#Shortener api By @figueyes
A URL shortener creates an alias against an original long url.
- Example:
- long: www.shortener-api.com/figueyes/this-service-is-a-demo/123456789
- shortened: CyZ5i2D
Who will use the service?
- registered users creates twitter marketing, and users can modify their shortened urls.
- all people can read shortened url and redirect to original.
Assumptions
- I assume a ratio read:write = 1000:1, 1000 reads over 1 shortened-url creations.
- it is more important read quickly than write/modify.
- shortened url should be readable to every one.
- I need 26 billions shortened urls
- remain in system, for lifetime.
- traffic/: 17rps = 1000 rpm = 1.5 Million/day = 43.2 Million/month
- manageable: enable/disable url, update original url
- analytics near real time
- size short: as small as possible, no collisions
Non functional requirements
- uptime 99,98%
- quickly + low cost
- storage for lifetime (50 years): 43.2MM requests x 12months x 250 bytes x 50 years = 6.48 TB
to perform a good shortened url, I am going to build a function with the most large entropy as possible, considering:
- The input is a concatenation of url to short + user.
- Hashing the initial input. I will use SHA-256 with length of 32 bits and no-collisions found.
- Encoding the binary result to text. I will use BASE-58 encoding to reduce the output confusion (Satoshi Nakamoto, https://en.bitcoin.it/wiki/Base58Check_encoding).
- The final output will be of length 7 as default (58ˆ7 possibles ≈ 2.2 trillions). The App supports length configuration.
- Better experience to users: readable shortened url.
General Diagram
- I will store 26 billions shortened urls.
- the service will read database heavily and this should be fast.
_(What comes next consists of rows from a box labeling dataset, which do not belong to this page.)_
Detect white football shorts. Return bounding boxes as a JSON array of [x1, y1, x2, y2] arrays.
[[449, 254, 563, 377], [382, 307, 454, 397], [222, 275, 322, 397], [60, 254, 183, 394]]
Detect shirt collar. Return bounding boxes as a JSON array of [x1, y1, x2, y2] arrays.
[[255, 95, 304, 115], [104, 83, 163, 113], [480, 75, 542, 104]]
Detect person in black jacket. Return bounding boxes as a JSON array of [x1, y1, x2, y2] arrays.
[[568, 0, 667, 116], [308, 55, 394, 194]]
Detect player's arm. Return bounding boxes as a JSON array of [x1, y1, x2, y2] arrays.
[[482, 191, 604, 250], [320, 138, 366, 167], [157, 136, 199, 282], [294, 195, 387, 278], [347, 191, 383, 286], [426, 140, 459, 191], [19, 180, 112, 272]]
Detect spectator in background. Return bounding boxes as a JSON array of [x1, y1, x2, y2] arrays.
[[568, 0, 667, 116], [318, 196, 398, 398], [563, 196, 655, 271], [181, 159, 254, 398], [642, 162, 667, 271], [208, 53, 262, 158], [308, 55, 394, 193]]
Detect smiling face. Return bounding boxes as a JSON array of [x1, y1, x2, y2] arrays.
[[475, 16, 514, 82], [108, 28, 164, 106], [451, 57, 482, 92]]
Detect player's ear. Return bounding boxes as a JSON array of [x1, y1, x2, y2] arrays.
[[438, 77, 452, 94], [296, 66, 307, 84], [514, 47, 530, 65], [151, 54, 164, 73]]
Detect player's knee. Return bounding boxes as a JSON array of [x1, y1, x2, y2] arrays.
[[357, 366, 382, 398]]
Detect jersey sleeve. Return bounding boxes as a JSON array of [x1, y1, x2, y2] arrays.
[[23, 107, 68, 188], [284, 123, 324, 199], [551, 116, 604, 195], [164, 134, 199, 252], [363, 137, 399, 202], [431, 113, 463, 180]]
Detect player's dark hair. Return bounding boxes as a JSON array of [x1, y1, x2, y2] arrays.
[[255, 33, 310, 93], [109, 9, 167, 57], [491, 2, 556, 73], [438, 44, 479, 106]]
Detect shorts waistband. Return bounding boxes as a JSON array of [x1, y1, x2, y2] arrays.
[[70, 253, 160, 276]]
- I need to scale database services easily and fast.
- The only one relation will be with user or ID url creator
- I need cache to speed up reading the most clicked urls to increase performance. challenges:
- if I update a component in my url, but this url is stored in cache, What about this element?
- Redis has a pub-sub component to communicate between nodes. Then, if we modify an element in database, I can to notify to every-nodes that an element has been updated and remove it from cache.
After reading request, I need to deliver information about it to analytical component like Kibana or another api/bff with important elements like time request, url, http status (301 successfully redirected, 400 bad request, etc).
- kafka performs data in realtime.
- multiple consumers (with different id) may read messages from a specific topic.
POST /shortener/
Body:
- url: string
- user: string
Response:
- status: 200 success | 400 bad request
- short_url: string
GET /shortener/:short-url
Response:
- status: 301 success and redirect | 404 Not found
- url
PATCH /shortener/:short-url
Body:
- url: string, optional
- user: string, optional
- is_enable: bool, optional
Response:
- status: 200
- short_url: string original_url: string is_enable: bool user: string
First, you need to configure an .env file with example.env variables
- configure a local database with localhost:[PORT] database and collection=shorts
- configure a local database with localhost:[PORT] and db:0
- cache database
- pub/sub to remove from cache
- configure kafka broker to publish message about observability
- topics:
- observer of data
- kafka dependence
With Docker:
docker-compose up -d